Os ministros britânico do Interior, Alan Johnson, e das Relações Exteriores, David Miliband, expressaram sua rejeição à prática da tortura, apesar de admitirem que é impossível garantir sistematicamente que as informações obtidas pelos serviços de inteligência estrangeiro não foram obtidas mediante esse recurso.

"O Reino Unido se opõe energicamente à tortura, aos maus-tratos ou castigos desumanos ou degradantes", indicaram os dois ministros em um artigo conjunto publicado pelo Sunday Telegraph. Mas enfatizaram: para garantir a segurança dos britânicos "há decisões e escolhas difíceis a fazer".
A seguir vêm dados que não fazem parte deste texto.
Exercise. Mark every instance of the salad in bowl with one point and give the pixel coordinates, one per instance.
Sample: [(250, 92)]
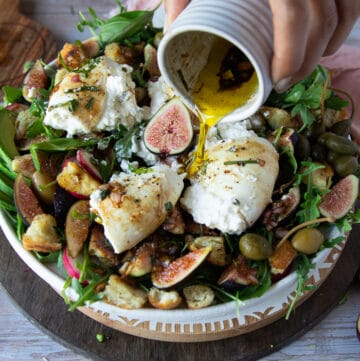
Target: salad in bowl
[(97, 197)]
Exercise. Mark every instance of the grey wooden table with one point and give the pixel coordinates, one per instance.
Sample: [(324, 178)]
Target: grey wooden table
[(333, 339)]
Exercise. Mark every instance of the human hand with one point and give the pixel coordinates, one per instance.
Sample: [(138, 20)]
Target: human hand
[(172, 9), (304, 31)]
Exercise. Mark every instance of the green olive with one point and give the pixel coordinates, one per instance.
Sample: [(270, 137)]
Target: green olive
[(255, 247), (345, 165), (257, 121), (302, 148), (339, 144), (318, 152), (342, 127), (307, 240), (331, 156), (157, 38)]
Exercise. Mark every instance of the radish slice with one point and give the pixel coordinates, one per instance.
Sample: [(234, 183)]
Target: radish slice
[(70, 266), (84, 159)]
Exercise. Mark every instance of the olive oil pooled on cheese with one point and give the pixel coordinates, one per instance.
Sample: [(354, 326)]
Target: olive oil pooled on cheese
[(226, 83)]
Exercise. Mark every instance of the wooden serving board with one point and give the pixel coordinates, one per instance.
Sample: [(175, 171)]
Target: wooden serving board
[(23, 40), (42, 305)]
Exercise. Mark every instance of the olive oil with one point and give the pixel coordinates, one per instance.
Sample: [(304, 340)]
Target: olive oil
[(213, 101)]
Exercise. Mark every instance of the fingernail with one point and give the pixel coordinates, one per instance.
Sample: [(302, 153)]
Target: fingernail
[(283, 84)]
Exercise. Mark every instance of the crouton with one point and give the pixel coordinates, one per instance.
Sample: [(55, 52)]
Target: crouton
[(198, 296), (73, 56), (124, 295), (139, 263), (101, 248), (119, 54), (76, 180), (164, 300), (41, 236), (217, 256)]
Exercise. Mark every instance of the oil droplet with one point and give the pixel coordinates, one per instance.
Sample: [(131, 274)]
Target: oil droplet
[(226, 83)]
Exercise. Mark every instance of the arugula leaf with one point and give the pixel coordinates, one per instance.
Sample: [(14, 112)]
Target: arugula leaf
[(11, 94), (312, 196), (124, 25), (118, 28), (306, 96), (59, 145), (264, 278), (123, 145), (303, 267)]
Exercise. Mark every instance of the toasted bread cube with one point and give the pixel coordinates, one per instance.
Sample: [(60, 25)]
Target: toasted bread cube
[(124, 295), (164, 300), (76, 180), (73, 55), (100, 247), (198, 296), (217, 256), (41, 236), (282, 257)]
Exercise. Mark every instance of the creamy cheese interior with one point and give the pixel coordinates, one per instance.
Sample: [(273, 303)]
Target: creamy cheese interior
[(229, 195), (132, 206)]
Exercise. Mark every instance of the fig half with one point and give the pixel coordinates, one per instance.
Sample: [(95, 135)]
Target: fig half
[(170, 131), (341, 198)]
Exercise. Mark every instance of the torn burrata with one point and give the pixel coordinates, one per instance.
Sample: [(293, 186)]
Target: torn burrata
[(132, 206), (235, 183), (97, 97)]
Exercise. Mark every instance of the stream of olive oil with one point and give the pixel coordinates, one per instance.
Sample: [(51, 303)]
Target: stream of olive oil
[(213, 104)]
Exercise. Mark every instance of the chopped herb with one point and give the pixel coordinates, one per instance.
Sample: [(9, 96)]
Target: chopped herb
[(82, 88), (104, 193), (232, 148), (182, 79), (79, 216), (27, 66), (100, 337), (169, 207), (245, 161), (90, 103)]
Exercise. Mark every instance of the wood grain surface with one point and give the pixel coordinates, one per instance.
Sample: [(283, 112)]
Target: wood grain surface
[(332, 339), (77, 331), (21, 40)]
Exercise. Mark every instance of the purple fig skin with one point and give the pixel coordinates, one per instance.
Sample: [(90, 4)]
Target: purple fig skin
[(27, 204), (84, 159), (341, 198)]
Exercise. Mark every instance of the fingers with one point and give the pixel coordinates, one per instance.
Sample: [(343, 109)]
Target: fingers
[(172, 9), (291, 25), (348, 12), (302, 31), (324, 22)]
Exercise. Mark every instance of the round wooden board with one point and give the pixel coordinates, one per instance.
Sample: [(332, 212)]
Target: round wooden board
[(73, 329)]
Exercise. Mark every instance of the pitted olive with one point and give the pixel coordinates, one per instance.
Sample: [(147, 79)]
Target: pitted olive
[(257, 121), (318, 152), (307, 240), (255, 247), (342, 127), (345, 165), (338, 143)]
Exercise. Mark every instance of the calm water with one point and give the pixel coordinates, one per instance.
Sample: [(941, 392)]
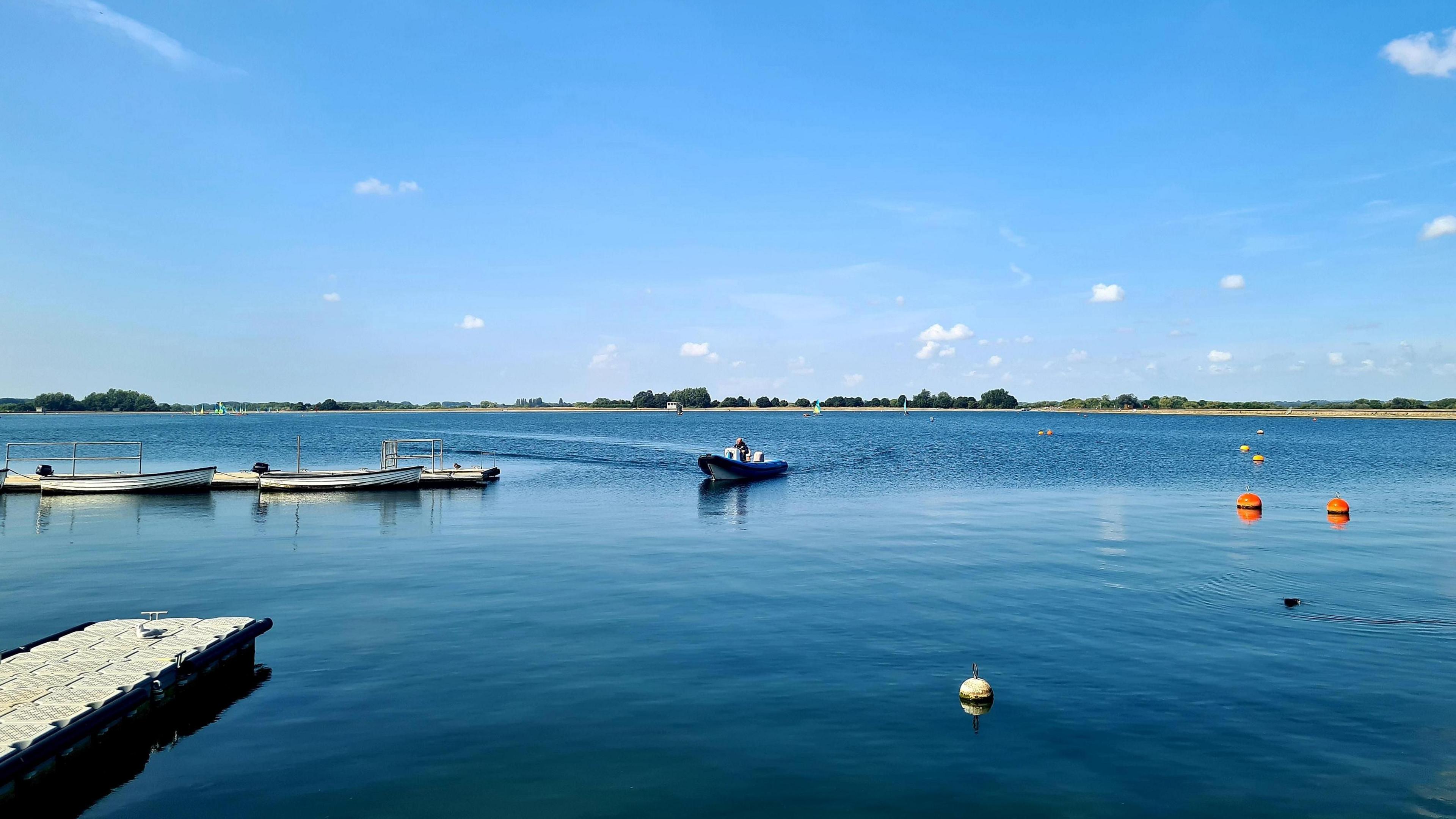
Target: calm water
[(602, 634)]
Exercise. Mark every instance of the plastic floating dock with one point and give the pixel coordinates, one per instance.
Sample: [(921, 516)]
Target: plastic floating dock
[(62, 693)]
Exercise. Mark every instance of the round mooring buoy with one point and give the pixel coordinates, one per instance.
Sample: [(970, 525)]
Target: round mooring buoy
[(976, 690)]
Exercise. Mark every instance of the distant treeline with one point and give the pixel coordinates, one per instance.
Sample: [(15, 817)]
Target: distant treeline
[(133, 401), (698, 399), (1129, 401)]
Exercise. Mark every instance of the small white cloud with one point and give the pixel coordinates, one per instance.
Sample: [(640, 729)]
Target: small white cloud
[(1439, 226), (1423, 53), (373, 187), (937, 333), (605, 358)]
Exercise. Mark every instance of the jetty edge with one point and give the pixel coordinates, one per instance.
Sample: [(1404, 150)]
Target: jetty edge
[(66, 693)]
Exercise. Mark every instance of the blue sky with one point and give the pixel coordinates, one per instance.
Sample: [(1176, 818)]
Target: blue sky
[(487, 202)]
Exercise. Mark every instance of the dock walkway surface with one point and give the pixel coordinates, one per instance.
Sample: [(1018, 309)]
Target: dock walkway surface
[(63, 693), (222, 482)]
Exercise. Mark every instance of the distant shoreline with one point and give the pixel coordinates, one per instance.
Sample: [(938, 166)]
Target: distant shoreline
[(1291, 413)]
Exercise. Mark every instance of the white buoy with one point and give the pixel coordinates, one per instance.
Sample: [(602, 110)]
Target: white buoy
[(976, 690)]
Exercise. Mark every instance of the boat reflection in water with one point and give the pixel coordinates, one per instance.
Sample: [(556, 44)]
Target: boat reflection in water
[(66, 511), (75, 788), (388, 502), (724, 499)]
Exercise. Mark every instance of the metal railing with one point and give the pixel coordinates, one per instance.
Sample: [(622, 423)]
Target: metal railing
[(76, 452), (391, 455)]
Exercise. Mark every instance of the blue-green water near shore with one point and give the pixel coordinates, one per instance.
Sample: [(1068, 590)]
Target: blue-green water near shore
[(603, 634)]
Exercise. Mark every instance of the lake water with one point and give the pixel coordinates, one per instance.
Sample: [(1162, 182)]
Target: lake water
[(605, 634)]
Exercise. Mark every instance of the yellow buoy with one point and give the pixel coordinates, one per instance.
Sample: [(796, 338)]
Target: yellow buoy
[(976, 690)]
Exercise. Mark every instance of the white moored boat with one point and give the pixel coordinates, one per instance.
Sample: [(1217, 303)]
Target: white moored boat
[(341, 480), (177, 482)]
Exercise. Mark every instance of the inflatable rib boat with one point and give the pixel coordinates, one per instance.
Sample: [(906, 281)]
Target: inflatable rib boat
[(728, 467)]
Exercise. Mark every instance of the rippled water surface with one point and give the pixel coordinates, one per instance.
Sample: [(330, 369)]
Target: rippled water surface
[(605, 634)]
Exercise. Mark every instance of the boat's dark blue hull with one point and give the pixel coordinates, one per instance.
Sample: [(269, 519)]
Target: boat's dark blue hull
[(721, 468)]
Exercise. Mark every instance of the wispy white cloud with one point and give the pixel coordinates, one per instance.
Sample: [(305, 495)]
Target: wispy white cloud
[(1423, 53), (937, 333), (137, 33), (1439, 226), (373, 187), (605, 359)]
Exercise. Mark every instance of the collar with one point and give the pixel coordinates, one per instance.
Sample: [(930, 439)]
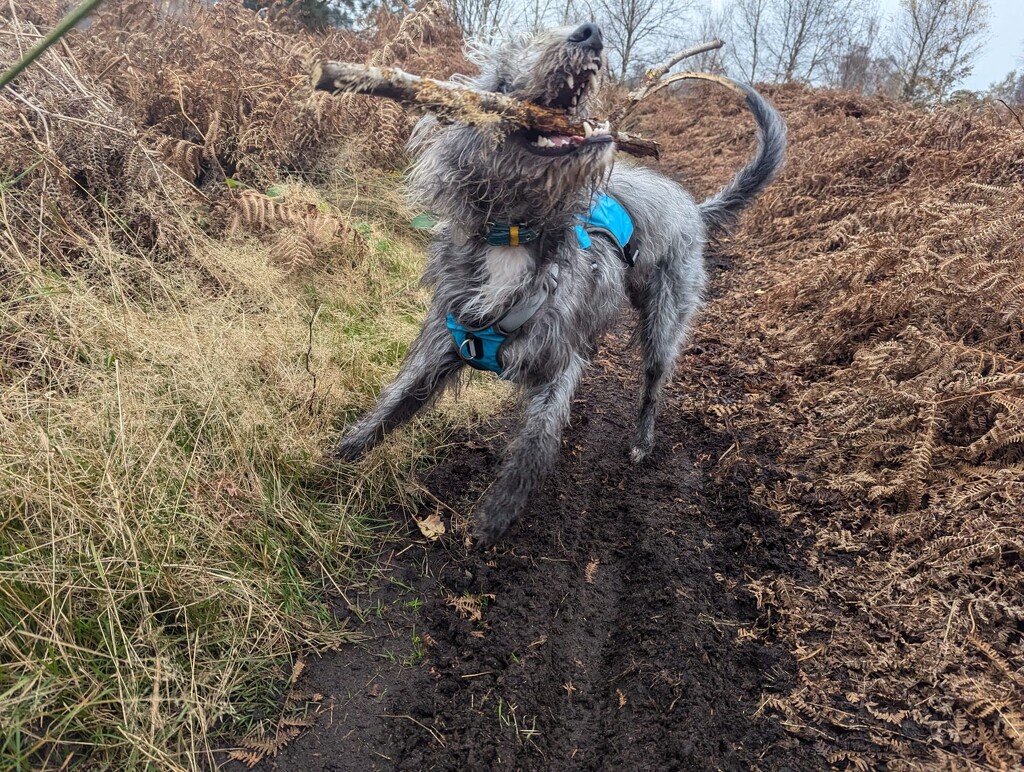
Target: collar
[(509, 234), (606, 216)]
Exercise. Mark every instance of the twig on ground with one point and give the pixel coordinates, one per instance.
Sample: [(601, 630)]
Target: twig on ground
[(452, 101), (652, 77)]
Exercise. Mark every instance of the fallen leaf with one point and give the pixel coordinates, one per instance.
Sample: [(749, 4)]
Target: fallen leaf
[(432, 527)]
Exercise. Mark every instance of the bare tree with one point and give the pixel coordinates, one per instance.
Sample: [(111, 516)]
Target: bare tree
[(934, 44), (803, 36), (796, 40), (640, 30), (483, 17), (747, 22)]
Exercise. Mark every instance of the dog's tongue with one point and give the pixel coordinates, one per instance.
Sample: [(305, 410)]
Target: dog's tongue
[(563, 140)]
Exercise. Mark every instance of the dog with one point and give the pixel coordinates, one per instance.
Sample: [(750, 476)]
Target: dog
[(517, 237)]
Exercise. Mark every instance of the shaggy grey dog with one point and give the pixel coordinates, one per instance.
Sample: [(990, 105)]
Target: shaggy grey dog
[(472, 180)]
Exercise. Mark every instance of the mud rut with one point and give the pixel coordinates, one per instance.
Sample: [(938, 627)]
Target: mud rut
[(612, 620)]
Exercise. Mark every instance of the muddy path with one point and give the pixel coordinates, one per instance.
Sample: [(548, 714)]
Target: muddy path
[(609, 631)]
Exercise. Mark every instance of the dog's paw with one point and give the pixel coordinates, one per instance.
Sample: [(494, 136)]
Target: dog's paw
[(637, 454)]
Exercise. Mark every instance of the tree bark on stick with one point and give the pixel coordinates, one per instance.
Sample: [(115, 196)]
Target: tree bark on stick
[(452, 101), (652, 77)]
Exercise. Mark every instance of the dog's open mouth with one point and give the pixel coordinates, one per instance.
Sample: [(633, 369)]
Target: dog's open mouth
[(568, 95)]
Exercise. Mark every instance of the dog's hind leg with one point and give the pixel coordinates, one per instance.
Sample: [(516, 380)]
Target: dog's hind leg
[(529, 456), (665, 325), (432, 365)]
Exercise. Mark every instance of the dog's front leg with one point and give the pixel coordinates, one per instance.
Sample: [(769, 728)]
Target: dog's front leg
[(431, 365), (529, 456)]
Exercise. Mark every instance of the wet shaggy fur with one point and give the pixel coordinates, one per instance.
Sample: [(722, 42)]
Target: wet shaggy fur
[(470, 177)]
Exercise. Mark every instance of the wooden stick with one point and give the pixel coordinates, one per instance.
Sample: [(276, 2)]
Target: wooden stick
[(452, 101)]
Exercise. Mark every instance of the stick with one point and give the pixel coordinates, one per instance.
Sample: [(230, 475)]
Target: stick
[(452, 101), (653, 75), (81, 11)]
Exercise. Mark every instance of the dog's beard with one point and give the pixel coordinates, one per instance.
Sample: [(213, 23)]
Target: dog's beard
[(474, 175)]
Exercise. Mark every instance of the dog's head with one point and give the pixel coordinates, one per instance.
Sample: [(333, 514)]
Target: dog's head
[(473, 175)]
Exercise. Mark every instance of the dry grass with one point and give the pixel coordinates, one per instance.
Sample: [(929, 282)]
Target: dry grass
[(875, 324)]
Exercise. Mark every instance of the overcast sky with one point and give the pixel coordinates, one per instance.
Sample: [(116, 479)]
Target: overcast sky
[(1005, 47)]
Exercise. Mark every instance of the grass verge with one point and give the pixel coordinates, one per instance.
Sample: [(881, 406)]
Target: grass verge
[(168, 532)]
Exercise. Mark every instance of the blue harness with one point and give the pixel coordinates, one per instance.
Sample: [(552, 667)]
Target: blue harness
[(481, 348)]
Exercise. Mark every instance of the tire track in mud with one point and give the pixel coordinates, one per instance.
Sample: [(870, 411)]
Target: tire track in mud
[(613, 630)]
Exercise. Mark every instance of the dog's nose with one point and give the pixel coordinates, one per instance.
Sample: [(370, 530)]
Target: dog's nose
[(588, 35)]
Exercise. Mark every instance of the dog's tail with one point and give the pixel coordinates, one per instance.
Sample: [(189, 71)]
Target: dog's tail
[(722, 210)]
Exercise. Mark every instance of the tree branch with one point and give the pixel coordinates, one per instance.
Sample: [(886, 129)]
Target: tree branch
[(652, 77), (454, 102)]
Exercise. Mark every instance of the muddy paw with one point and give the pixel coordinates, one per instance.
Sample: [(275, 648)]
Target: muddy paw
[(350, 448), (487, 533), (638, 454)]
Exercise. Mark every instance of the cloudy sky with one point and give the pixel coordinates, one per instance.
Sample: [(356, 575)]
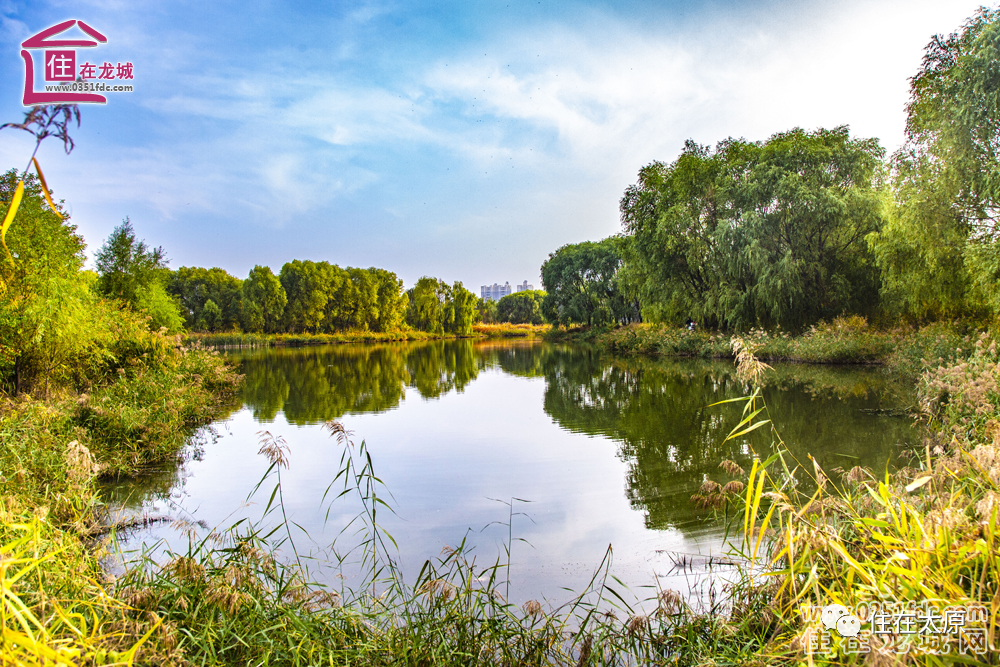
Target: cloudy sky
[(463, 140)]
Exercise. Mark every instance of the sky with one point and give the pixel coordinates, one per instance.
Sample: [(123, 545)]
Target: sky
[(461, 140)]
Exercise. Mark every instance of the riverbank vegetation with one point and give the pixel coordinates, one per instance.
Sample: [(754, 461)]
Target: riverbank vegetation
[(807, 226), (812, 232)]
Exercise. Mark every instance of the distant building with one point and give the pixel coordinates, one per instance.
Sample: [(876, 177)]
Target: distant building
[(495, 292)]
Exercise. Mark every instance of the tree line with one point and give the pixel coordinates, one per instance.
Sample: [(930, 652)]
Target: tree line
[(305, 296), (809, 225)]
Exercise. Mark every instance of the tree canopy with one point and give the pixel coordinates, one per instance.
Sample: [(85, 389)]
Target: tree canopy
[(757, 233), (136, 274), (584, 284), (523, 307), (938, 252)]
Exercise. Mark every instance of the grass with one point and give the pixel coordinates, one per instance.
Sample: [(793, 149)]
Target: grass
[(927, 534), (242, 340), (845, 340)]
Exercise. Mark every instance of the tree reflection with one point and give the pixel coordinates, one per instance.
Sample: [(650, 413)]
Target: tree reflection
[(312, 385), (658, 411)]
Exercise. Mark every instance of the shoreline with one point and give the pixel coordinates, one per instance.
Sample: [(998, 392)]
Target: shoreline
[(479, 331)]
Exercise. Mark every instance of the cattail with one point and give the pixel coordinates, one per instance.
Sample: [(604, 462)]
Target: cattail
[(637, 624), (274, 448), (855, 475), (734, 487)]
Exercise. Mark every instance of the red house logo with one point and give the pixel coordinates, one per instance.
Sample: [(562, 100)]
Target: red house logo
[(61, 68)]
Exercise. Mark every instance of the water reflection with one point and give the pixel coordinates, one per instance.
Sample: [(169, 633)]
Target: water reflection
[(660, 413), (656, 410), (608, 450), (312, 385)]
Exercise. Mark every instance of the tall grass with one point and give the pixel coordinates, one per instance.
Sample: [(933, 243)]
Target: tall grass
[(802, 537), (926, 535), (227, 599), (845, 340)]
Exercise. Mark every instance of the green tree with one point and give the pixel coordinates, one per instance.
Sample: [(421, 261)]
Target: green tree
[(193, 287), (391, 301), (425, 309), (307, 287), (939, 251), (135, 274), (521, 307), (263, 300), (757, 233), (47, 322), (581, 282), (487, 310), (460, 310)]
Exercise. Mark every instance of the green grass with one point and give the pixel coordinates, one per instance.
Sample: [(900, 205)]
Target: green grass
[(926, 533), (845, 340)]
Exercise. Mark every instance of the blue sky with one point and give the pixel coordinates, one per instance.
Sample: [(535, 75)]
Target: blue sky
[(463, 140)]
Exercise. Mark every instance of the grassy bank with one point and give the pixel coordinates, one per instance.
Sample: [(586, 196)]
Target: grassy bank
[(55, 607), (846, 340), (924, 535), (242, 340)]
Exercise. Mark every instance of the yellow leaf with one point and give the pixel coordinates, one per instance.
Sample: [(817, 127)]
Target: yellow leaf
[(917, 483)]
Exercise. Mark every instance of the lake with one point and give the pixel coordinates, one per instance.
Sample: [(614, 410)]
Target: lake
[(576, 450)]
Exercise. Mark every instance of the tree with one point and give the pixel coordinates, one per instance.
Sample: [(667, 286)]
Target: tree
[(757, 233), (46, 309), (263, 300), (307, 288), (487, 309), (581, 282), (390, 301), (425, 310), (460, 310), (125, 263), (523, 307), (135, 274), (939, 251), (194, 287)]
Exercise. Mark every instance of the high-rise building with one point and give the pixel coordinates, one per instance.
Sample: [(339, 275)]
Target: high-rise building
[(495, 292)]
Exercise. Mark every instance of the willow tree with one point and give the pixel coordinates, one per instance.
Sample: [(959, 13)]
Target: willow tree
[(939, 251), (263, 301), (758, 233)]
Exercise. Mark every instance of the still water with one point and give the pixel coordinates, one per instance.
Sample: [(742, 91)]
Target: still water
[(590, 450)]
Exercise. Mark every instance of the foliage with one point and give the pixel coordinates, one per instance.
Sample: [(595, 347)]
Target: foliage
[(844, 340), (136, 275), (487, 309), (584, 285), (925, 535), (195, 287), (323, 297), (757, 233), (523, 307), (437, 307), (939, 250), (263, 300), (46, 325)]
"Quando os detidos estão sob custódia de nossa polícia ou de nossas forças armadas, podemos estar seguros sobre a forma que serão tratados. Por definição, não podemos ter o mesmo grau de segurança quando estão detidos por governos estrangeiros, cujas obrigações podem diferir das nossas", acrescentaram Johnson e Miliband.

"Devemos trabalhar duro para nos assegurarmos de que não somos cúmplices da tortura ou dos maus-tratos", insistiram.

Em seu informe anual publicado neste domingo, o Comitê de Relações Exteriores (FAC) britânico advertiu ao governo de Gordon Brown que o uso frequente de informação obtida mediante tortura pode ser considerado legalmente como cumplicidade na violação de direitos humanos.

"É imperativo que a Grã-Bretanha cumpra com suas obrigações legais para prevenir a tortura, investigar as possíveis acusações e desmascará-las", assinala o FAC.

O informe acontece num momento em que os serviços secretos britânicos enfrentam acusações por sua suposta participação em interrogatórios de suspeitos de terrorismo em países como o Paquistão.